Responding to Private Health Scheme Inquiry Recommendations released on Friday last week, ACDP Member of Parliament Cheryllyn Dudley today said that “the ACDP is urging that the recommendations are urgently considered and adopted. We also call on medical schemes not to take a partial approach to the implementation of the recommendations as it would likely only compound existing market failures”.
The Competition Commission conducted an inquiry into the sector after observing increases in prices in the private healthcare sector of which only a minority of medical aid scheme members could afford. Investigators stated that the interventions proposed are closely interrelated and recommended that they be adopted as a whole.
In the interests of benefit to consumers and the long-term sustainability of the market, the ACDP wants to see change in the medical insurance sectors’ approach. Dudley said that “it appears that medical schemes are clearly making a profit by increasing member fees while benefit packages cover less. Schemes show little evidence of efforts to design and implement alternative models to contain expenditure and provide value for money and fairer cover.”
Discovery Health, the largest scheme, shows growth and success over time which is positive but excessive profits are an indication of market failure, with no signs that the market will self-correct.
Dudley pointed out that what the investigators refer to as a profound lack of transparency – including on scheme options and quality of outcomes – means “consumers simply do not know what they are purchasing and cannot hold funders accountable.
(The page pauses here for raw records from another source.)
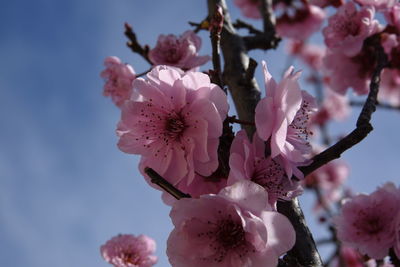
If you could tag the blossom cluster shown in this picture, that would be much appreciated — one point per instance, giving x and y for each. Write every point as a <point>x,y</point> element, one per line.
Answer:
<point>371,223</point>
<point>176,119</point>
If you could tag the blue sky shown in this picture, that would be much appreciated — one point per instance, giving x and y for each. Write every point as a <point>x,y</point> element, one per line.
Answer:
<point>65,188</point>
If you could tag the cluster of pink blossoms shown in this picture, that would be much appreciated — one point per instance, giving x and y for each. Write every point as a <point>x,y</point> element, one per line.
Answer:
<point>180,52</point>
<point>173,119</point>
<point>348,63</point>
<point>295,22</point>
<point>282,118</point>
<point>129,251</point>
<point>235,228</point>
<point>119,78</point>
<point>174,123</point>
<point>371,223</point>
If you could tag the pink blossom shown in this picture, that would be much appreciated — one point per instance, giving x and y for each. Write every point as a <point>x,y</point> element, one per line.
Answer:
<point>334,106</point>
<point>129,251</point>
<point>119,78</point>
<point>389,42</point>
<point>397,235</point>
<point>343,72</point>
<point>378,4</point>
<point>247,161</point>
<point>366,221</point>
<point>180,52</point>
<point>235,228</point>
<point>175,124</point>
<point>309,53</point>
<point>392,16</point>
<point>302,24</point>
<point>348,28</point>
<point>249,8</point>
<point>389,90</point>
<point>282,116</point>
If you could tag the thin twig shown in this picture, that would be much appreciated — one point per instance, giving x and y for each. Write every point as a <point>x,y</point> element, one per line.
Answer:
<point>240,24</point>
<point>134,45</point>
<point>199,26</point>
<point>216,24</point>
<point>363,125</point>
<point>268,38</point>
<point>379,105</point>
<point>164,184</point>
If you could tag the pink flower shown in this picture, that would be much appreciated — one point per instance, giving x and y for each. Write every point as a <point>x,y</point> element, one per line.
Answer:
<point>282,116</point>
<point>334,106</point>
<point>179,52</point>
<point>247,161</point>
<point>235,228</point>
<point>305,21</point>
<point>343,72</point>
<point>349,256</point>
<point>129,251</point>
<point>389,90</point>
<point>366,221</point>
<point>378,4</point>
<point>119,78</point>
<point>249,8</point>
<point>348,28</point>
<point>309,53</point>
<point>175,123</point>
<point>392,16</point>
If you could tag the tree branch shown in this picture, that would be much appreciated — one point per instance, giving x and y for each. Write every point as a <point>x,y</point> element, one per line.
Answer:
<point>304,252</point>
<point>268,38</point>
<point>245,94</point>
<point>164,184</point>
<point>363,125</point>
<point>379,105</point>
<point>134,45</point>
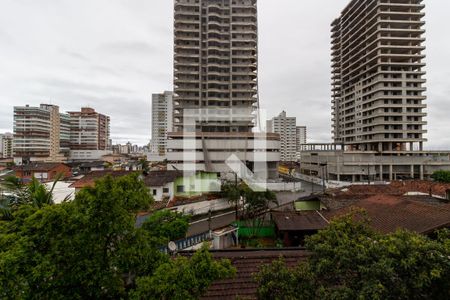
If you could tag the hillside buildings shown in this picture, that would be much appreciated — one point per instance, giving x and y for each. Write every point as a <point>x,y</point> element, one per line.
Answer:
<point>286,127</point>
<point>378,96</point>
<point>215,88</point>
<point>6,141</point>
<point>44,134</point>
<point>162,121</point>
Therefore, they resort to choosing only what they think they can afford and are not in any way suitably or adequately covered.”
The report says trustees of schemes should be interceding on behalf of members to ensure that they receive value for money and found a lack of accountability of schemes to members. “There are too few incentives to ensure that scheme employees, trustees and principal officers always act in the best interest of consumers”, Dudley said.
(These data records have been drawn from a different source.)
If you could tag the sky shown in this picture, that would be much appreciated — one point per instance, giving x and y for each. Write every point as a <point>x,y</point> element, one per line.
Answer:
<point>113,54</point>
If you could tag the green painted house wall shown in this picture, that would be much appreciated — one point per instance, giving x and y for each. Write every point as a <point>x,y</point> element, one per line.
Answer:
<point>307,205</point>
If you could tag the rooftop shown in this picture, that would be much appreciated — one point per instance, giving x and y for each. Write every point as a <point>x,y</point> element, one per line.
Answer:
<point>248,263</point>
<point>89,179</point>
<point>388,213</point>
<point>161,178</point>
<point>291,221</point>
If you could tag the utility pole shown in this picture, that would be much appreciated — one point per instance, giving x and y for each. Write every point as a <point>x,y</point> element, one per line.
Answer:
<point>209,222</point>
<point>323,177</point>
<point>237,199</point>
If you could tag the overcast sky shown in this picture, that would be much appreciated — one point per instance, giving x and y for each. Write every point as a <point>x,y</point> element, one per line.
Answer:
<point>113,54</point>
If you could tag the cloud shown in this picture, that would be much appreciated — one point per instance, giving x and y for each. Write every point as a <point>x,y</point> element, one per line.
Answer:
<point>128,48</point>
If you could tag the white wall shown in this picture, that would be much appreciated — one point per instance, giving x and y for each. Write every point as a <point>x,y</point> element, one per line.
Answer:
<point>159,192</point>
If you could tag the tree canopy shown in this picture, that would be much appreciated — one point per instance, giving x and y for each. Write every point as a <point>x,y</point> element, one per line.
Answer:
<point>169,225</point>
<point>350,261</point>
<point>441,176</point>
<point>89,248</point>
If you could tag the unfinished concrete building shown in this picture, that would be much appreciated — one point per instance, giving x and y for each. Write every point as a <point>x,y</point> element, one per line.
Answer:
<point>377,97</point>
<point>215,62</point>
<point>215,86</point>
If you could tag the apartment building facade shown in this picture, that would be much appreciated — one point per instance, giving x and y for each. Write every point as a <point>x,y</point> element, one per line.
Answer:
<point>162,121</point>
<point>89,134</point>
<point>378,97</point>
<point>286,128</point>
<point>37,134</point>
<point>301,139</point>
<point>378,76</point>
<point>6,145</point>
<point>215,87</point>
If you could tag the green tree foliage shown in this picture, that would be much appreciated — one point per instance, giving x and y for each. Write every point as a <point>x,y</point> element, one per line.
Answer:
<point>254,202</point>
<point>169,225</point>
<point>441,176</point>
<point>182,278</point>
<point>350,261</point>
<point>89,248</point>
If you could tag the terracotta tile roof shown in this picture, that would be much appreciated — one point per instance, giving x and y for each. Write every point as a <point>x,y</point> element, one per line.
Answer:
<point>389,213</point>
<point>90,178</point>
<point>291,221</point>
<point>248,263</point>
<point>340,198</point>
“The ‘separation’ between schemes and administrators is apparently often artificial, particularly in the case of large open schemes. This failure in governance is a major concern. Just as the fact that not-for-profit-schemes are administered by for-profit administrators and the for-profit administrators are dominant while scheme members and trustees are disempowered and unable to force administrators to align schemes to members’ interests even if they wanted to.”
The ACDP agrees with the inquiries recommendations that, “the performance of schemes must be measured in terms of the value delivered to members and remuneration packages of employees — particularly that of trustees and principal officers should be linked to that performance and capped”.